Setting Targets for Intranet Growth
Q: Our internal communications group is in the process of setting goals and measures for 2001. To measure the effectiveness of our internal communications plan, we do an annual online survey of our entire audience, as well as follow-up focus groups. As a quantitative measure of the success of our recently redesigned intranet site, we also track visitors and hits to the site.
How do we set realistic goals for growth in visitors and hits? We’d like our readership to continue to increase as we expand and improve the site, but we foresee a ceiling at which the growth will level off. We’d appreciate your suggestions.
Kim Willard
A: Dear Kim,
Because you say your survey is conducted online, I’m assuming that all your employees have equal access to computers and the knowledge of how to use your intranet. This would mean that you could potentially expect 100% of your employees to access the intranet at some minimal level of frequency. If this isn’t true, your actual percentage would be your maximum possible goal.

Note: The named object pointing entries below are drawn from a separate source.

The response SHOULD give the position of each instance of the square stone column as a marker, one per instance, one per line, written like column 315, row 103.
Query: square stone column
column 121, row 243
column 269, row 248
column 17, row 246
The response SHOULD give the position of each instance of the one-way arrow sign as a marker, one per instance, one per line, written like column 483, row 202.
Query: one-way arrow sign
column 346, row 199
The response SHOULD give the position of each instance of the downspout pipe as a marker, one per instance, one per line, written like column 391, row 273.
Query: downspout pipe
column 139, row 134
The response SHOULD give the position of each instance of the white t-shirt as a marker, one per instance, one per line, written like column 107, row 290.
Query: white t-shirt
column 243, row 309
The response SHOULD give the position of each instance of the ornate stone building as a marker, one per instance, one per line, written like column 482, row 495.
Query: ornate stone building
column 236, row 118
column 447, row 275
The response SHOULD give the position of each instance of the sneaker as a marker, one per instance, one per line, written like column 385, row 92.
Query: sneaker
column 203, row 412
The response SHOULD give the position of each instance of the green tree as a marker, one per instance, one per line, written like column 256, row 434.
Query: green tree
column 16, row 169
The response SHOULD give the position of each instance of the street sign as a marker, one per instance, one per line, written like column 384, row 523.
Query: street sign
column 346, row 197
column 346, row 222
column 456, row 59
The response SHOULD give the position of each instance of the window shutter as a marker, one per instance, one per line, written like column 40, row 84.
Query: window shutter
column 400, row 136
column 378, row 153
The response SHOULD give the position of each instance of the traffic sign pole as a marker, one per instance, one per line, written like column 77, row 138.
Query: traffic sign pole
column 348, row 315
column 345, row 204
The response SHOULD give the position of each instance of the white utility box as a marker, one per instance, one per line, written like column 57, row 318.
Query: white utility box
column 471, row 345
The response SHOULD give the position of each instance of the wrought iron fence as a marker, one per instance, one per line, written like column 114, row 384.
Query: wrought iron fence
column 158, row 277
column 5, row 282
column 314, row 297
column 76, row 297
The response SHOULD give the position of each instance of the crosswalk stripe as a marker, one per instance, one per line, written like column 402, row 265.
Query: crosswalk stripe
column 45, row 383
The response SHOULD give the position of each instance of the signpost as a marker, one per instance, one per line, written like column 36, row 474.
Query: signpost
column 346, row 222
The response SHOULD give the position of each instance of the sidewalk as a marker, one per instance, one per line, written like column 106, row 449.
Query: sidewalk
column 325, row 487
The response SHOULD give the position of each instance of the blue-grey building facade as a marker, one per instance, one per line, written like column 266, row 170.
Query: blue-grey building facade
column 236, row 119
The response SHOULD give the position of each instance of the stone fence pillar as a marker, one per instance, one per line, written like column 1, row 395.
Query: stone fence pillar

I’d suggest that rather than counting hits and visitors; you install some software that measures usage in more detail. Some common ones I’ve heard of or used include Web Trends and Key Lime. They can tell you more specifically which pages people are visiting, entering on, leaving from, downloading and printing out. You can often track unique visitors, rather than counting multiple visits by the same user. All of this will provide you with a more accurate picture of who is using what, and how often. This will provide a better foundation for setting goals.
Rather than visitors or hits overall, I’d set a target of nearly your entire employee base on computers, minus your average turnover (since it often takes people a while to get used to visiting an intranet) and expect all of them to visit the site at least once a month. When you find out where you are currently, you can set a series of goals year by year that will lead you to that ultimate level. Later you may want to change the goal to at least one visit per week. You may also want to be more specific and expect various percentages of visitors to visit different pages on the site. For example, you wouldn’t expect all employees to visit a job-posting page regularly, but you might expect them to visit the headlines page or the employee online publication more often.
You may need to do some focus group research to identify why people who never visit the site don’t and those who visit it infrequently don’t visit more often. This will help you meet your goals, or identify that there may be some barriers with certain groups that you will not be able to overcome, and exclude that part of your population from your goal. (For example, in many of our clients’ call center operations, employees cannot access email or the intranet while their sales or customer service programs are running and they are expected to be running during the entire shift. In these environments, productivity goals often result in managers not allowing employees to access electronic communication channels to which they may physically have potential access.)